Croatian politician (1949–2024)

Nikola Vuljanić (25 June 1949 – 2 March 2024) was a Croatian politician, member of the left-wing Croatian Labour Party, and former member of the European Parliament.

==Early life==
Nikola Vuljanić was born in Karlovac, and graduated at the University of Zagreb with an MA in philology. He started to work in education as an English language school teacher. Afterwards, he became a university teacher of technical English.

==Political career==
In 2003, he joined Croatian People's Party (HNS), being elected member of Croatian Parliament, staying in office until 2007.

After the first deputy term, he left HNS and joined Croatian Labour Party (HL). In 2011, Vuljanić was re-elected as member of Croatian Parliament on HL ticket. In 2012, he resigned his seat in Sabor, and was elected euro-observer in the European Parliament. On 1 July 2013, after Croatia joins the European Union, he was sworn in as full MEP.

===In the Croatian Sabor===
In the 5th legislature (2003-2008), he was a member of the Committee on Legislation, Judiciary Committee, Interparliamentary Cooperation, and a deputy member of the Croatian Parliament Delegation to the Joint Parliamentary Committee EU-Croatia and the Delegation to the Parliamentary Assembly of the Organization for Security and Co-operation. Vuljanić was a member of the parliamentary group of the Croatian People's Party-Liberal Democrats (HNS).

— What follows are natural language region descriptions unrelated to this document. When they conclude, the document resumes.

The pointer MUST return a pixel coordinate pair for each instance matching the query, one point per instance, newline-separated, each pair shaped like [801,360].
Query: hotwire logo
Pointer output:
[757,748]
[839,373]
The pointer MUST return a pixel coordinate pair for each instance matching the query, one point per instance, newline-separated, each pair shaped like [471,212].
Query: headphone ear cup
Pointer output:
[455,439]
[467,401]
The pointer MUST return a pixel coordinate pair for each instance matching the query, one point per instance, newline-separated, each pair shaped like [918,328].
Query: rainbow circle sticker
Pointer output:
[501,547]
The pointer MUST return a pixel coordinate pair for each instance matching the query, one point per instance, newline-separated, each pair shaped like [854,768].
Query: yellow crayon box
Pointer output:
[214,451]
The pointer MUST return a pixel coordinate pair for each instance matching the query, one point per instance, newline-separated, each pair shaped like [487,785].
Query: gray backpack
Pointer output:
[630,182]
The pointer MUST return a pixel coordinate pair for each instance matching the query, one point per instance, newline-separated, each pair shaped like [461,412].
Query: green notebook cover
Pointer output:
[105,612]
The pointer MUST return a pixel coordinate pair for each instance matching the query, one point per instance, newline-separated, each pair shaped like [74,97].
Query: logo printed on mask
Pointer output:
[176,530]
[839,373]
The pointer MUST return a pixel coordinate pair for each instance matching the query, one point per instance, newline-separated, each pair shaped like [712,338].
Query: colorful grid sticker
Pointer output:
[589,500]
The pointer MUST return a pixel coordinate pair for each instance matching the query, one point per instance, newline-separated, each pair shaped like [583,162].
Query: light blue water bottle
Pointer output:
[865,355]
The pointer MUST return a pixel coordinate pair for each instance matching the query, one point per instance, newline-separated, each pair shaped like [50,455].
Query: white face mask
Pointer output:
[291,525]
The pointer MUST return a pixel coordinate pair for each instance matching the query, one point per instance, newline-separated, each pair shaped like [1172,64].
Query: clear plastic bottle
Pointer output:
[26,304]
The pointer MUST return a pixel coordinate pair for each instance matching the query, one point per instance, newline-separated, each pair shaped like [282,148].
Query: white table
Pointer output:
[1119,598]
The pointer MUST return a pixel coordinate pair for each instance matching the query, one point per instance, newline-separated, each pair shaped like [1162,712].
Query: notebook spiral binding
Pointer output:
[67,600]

===As euro-observer and MEP===
On 1 April 2012, Vuljanić was appointed by the Sabor to be an observer in the European Parliament. He became a member of the Committee for Culture. Serving as non-attached member few days, on 18 April 2012, Vuljanić finally joined the Group of the Progressive Alliance of Socialists and Democrats in the European Parliament (S&D). He was elected as Member of the European Parliament (MEP) in European election of 14 April 2013, on HL's lists, winning the term with 5.77% of popular votes. On 1 July 2013, after Croatia joins the European Union, Vuljanić was sworn in as full MEP. After becoming full MEP, he left S&D group to join Confederal Group of the European United Left - Nordic Green Left, and was moved to the Committee on Foreign Affairs.

==Death==
Vuljanić died in Karlovac on 2 March 2024, at the age of 74.